LIMERICK, Ireland: Current and former soccer players were among ten suspects arrested this week in Limerick in connection with an ongoing investigation into alleged League of Ireland match-fixing.
The ten suspects, were arrested during early morning raids and are being held "on suspicion of the offence of Conspiracy to Defraud contrary to Common Law", the Gardai said.
Officials said the suspects are being "detained under Section 4 of the Criminal Justice Act 1984 at various stations in the Southern Region and Dublin Metropolitan Region." The arrests come as part of 'Operation Brookweed', a "day of action in relation to match-fixing in the League of Ireland".
The Garda Anti-Bribery and Corruption Unit of the Garda National Economic Crime Bureau is in charge of the investigation.
Officials said the investigation began in 2019 after receiving information from football's European governing body Uefa about the FAI.

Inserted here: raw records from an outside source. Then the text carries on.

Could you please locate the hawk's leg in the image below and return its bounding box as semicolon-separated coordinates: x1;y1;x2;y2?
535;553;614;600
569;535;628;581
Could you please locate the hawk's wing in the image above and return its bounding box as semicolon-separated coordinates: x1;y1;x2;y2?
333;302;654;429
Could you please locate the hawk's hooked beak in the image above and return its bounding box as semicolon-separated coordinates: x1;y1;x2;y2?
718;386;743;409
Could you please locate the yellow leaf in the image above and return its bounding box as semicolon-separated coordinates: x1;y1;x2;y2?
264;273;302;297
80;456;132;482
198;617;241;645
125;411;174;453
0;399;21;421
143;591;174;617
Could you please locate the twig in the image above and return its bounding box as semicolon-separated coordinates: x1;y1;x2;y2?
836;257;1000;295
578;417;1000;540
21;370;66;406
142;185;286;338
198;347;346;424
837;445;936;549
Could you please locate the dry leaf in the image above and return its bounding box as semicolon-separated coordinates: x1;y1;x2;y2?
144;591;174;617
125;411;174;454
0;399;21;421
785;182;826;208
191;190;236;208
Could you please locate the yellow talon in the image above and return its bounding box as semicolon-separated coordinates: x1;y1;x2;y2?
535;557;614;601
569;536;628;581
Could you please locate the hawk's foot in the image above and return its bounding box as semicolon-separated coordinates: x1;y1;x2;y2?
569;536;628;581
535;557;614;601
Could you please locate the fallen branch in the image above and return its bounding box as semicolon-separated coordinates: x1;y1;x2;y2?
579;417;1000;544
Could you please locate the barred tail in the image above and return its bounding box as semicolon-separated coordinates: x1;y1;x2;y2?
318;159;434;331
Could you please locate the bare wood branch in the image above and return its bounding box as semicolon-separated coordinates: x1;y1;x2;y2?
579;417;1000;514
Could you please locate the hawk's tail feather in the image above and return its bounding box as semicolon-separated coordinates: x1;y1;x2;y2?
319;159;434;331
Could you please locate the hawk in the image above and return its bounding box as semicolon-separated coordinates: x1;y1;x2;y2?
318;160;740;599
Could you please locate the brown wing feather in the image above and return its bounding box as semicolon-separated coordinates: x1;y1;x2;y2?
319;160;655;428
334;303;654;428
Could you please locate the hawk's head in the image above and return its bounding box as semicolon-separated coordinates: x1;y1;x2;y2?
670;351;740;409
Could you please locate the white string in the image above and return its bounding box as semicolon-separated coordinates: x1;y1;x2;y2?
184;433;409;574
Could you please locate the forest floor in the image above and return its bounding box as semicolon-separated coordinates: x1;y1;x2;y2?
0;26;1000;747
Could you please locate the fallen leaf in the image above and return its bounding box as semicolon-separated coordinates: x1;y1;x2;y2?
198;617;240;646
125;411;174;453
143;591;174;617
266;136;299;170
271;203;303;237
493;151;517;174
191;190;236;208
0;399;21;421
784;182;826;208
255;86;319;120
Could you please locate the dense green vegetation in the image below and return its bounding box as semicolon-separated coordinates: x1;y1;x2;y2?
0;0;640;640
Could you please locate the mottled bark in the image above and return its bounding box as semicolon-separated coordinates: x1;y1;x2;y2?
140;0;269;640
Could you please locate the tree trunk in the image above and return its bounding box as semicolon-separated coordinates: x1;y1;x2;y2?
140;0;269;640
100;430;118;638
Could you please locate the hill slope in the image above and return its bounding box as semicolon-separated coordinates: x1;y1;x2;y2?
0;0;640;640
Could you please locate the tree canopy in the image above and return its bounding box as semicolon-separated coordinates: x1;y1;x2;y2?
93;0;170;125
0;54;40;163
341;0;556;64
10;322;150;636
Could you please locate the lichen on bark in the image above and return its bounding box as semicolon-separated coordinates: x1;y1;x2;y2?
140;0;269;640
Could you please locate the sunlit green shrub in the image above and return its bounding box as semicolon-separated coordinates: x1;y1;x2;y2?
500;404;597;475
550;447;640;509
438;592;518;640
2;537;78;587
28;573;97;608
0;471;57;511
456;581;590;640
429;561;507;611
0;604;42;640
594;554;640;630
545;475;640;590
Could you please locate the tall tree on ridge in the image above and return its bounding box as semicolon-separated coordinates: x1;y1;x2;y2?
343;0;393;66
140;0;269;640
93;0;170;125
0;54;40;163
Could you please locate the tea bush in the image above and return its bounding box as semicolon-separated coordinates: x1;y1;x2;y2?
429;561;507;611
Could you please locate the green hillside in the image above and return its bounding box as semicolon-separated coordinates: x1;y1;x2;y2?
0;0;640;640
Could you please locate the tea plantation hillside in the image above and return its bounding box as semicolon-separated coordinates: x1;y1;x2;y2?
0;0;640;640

"A lot of them are players, a significant number, and, as a result of a complaint Gardai got (in 2019) about match results and betting patterns, that investigation has been tipping away in the background and lots of work has been going on and it's now culminated in ten arrests this morning," said a source, as reported by the Irish Examiner.
Sources further said the investigation included the Gardai investigating bank accounts, phone records and IT records of the suspects.
"Results of games effect placings in the League of Ireland table and it effects what clubs qualify for European competitions, so the ramifications are much bigger than a small group of people and what they are trying to do themselves - there is a much wider impact," officials said.
Meanwhile, a Gardai spokesman stated, "As part of the planned operation in the Southern Region and Dublin Metropolitan Regions, ten males have been arrested and a number of residential properties have been searched. The operation has been supported by resources attached to the Limerick and Cork City Divisions.
"Match-fixing and corruption is a threat to all sports at all levels and undermines public confidence in the fairness of sport. It can allow organised crime to infiltrate sport in order to use it to make illicit gains or launder proceeds of crime," said Detective Superintendent Catharina Gunne, GNECB.